Esto,  porque «cuando  la acción de tutela se ejerce a título de otro, es  necesario contar con poder especial para legitimar su interposición.  La carencia de la citada personería para iniciar la acción  de amparo constitucional, no se suple con la presentación del  apoderamiento otorgado para un asunto diferente.  La  falta de poder especial para adelantar el proceso de tutela por parte  de un apoderado judicial, aun cuando tenga poder específico o  general en otros asuntos,  no lo habilita para ejercer la acción de amparo constitucional  a nombre de su mandante»  (CSJ SC, 4 de mayo de 2012, rad. 00145-01, reiterada en  STC10249-2018, 10 ago. 2018, rad. 00130-01, entre otras).  

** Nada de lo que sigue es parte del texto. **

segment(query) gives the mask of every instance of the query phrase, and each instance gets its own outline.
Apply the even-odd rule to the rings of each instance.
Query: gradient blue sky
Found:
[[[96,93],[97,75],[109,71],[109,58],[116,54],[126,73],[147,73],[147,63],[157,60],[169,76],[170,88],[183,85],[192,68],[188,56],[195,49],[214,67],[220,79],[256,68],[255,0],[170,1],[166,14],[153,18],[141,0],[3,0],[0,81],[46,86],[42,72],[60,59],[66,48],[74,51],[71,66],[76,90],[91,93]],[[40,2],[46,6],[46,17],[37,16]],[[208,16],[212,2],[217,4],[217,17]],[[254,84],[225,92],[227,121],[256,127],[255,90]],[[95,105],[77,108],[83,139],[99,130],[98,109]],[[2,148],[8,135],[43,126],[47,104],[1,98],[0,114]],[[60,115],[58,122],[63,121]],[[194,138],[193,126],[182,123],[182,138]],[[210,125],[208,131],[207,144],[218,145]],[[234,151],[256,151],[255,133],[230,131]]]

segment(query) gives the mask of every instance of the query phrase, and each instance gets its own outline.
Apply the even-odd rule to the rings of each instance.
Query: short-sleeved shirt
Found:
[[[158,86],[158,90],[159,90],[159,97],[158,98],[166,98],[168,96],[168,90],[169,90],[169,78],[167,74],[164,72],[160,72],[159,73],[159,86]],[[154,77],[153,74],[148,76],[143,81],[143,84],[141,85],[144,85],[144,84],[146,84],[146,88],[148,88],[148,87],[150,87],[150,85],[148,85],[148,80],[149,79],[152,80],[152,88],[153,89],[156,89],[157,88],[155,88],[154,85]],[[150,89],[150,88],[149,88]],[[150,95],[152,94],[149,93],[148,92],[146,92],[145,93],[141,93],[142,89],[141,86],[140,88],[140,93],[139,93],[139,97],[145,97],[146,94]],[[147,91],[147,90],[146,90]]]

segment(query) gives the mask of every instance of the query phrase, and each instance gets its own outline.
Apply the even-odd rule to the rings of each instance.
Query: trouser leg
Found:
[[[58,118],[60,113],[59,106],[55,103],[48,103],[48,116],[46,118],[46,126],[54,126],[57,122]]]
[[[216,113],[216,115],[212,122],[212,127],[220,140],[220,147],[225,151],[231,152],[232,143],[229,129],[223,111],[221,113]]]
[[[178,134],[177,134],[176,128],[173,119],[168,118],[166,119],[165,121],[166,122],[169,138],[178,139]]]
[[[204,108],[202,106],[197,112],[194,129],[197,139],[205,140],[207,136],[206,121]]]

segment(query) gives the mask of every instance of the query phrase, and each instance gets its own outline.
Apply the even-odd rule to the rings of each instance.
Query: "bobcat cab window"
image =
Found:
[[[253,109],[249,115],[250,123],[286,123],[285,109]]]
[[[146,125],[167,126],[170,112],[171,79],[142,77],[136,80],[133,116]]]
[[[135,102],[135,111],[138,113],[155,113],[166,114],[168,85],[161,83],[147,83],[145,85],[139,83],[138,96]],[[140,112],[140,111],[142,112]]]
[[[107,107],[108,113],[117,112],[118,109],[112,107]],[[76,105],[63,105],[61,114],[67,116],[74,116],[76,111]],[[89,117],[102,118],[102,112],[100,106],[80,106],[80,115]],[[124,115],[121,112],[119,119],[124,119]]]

4.        Aunado  a lo anterior, tampoco  podría tenerse a la abogada recurrente como habilitada para  impugnar la decisión, bajo el supuesto de encontrarse  vulnerados sus derechos a título personal, ya que la actuación  desplegada en el asunto que se cuestiona solo compete a las partes  allí involucradas y no a los apoderados, por cuanto:  

«(…)  el  profesional del derecho que la auspicia dentro del trámite de  un determinado proceso es un simple apoderado judicial y, en ningún  momento, resulta afectado en tales derechos cuando los funcionarios  judiciales incurren en vías de hecho al hacer pronunciamientos  en el curso de la instrucción y fallo del mismo.  

5.        Así  las cosas, en el presente caso resultaba perentorio que la  profesional del derecho que impugnó el fallo de la Sala Civil  Familia del Tribunal Superior de Barranquilla demostrara en debida  forma el derecho de postulación para tal evento, omisión  que impide dar trámite al recurso, más si se tiene en  cuenta que «cuando  un Juez se enfrenta con una solicitud de impugnación, preciso  es que se examine la legitimación, el interés y la  oportunidad respectiva»,  y como en este caso no se cumplen a cabalidad todos esos  condicionamientos, siguiendo los precedentes de esta Corte «deviene  impróspera la admisión del recurso»  (CSJ ATC, 14 dic. 2010, rad. 00008-02, reiterado en ATC465-2018,  15 feb. 2018, rad. 00948-01, entre otros).  

6.        Corolario  de lo discurrido, se inadmitirá la impugnación  planteada y en su lugar se ordenará remitir el expediente a la  Corte Constitucional conforme lo dispuesto en el inciso 2 del  artículo 31 del Decreto 2591 de 1991.  

DECISIÓN  

En  mérito de lo expuesto, el suscrito Magistrado de la Sala de  Casación Civil de la Corte Suprema de Justicia,  

RESUELVE:  

PRIMERO:        Declarar  inadmisible la impugnación interpuesta contra la sentencia de  fecha, naturaleza y procedencia ya referidas.  

SEGUNDO:  En  consecuencia, previa comunicación de lo resuelto a las partes  y al a  quo, se  ordena la remisión del expediente a  la Corte Constitucional para que se surta el trámite de su  eventual revisión.  

Notifíquese  y cúmplase,  

LUIS  ALONSO RICO PUERTA  

Magistrado  

1          Lo anterior, toda vez que, revisado el          expediente, no se evidenció la aportación del citado          poder especial, aunado a que dicha información se verificó          con la Secretaría de la Sala Civil Familia del Tribunal          Superior de Barranquilla, quien, en comunicación electrónica          de 4 de agosto de 2021, ratificó la falta del citado          documento, correo que se anexa a esta foliatura.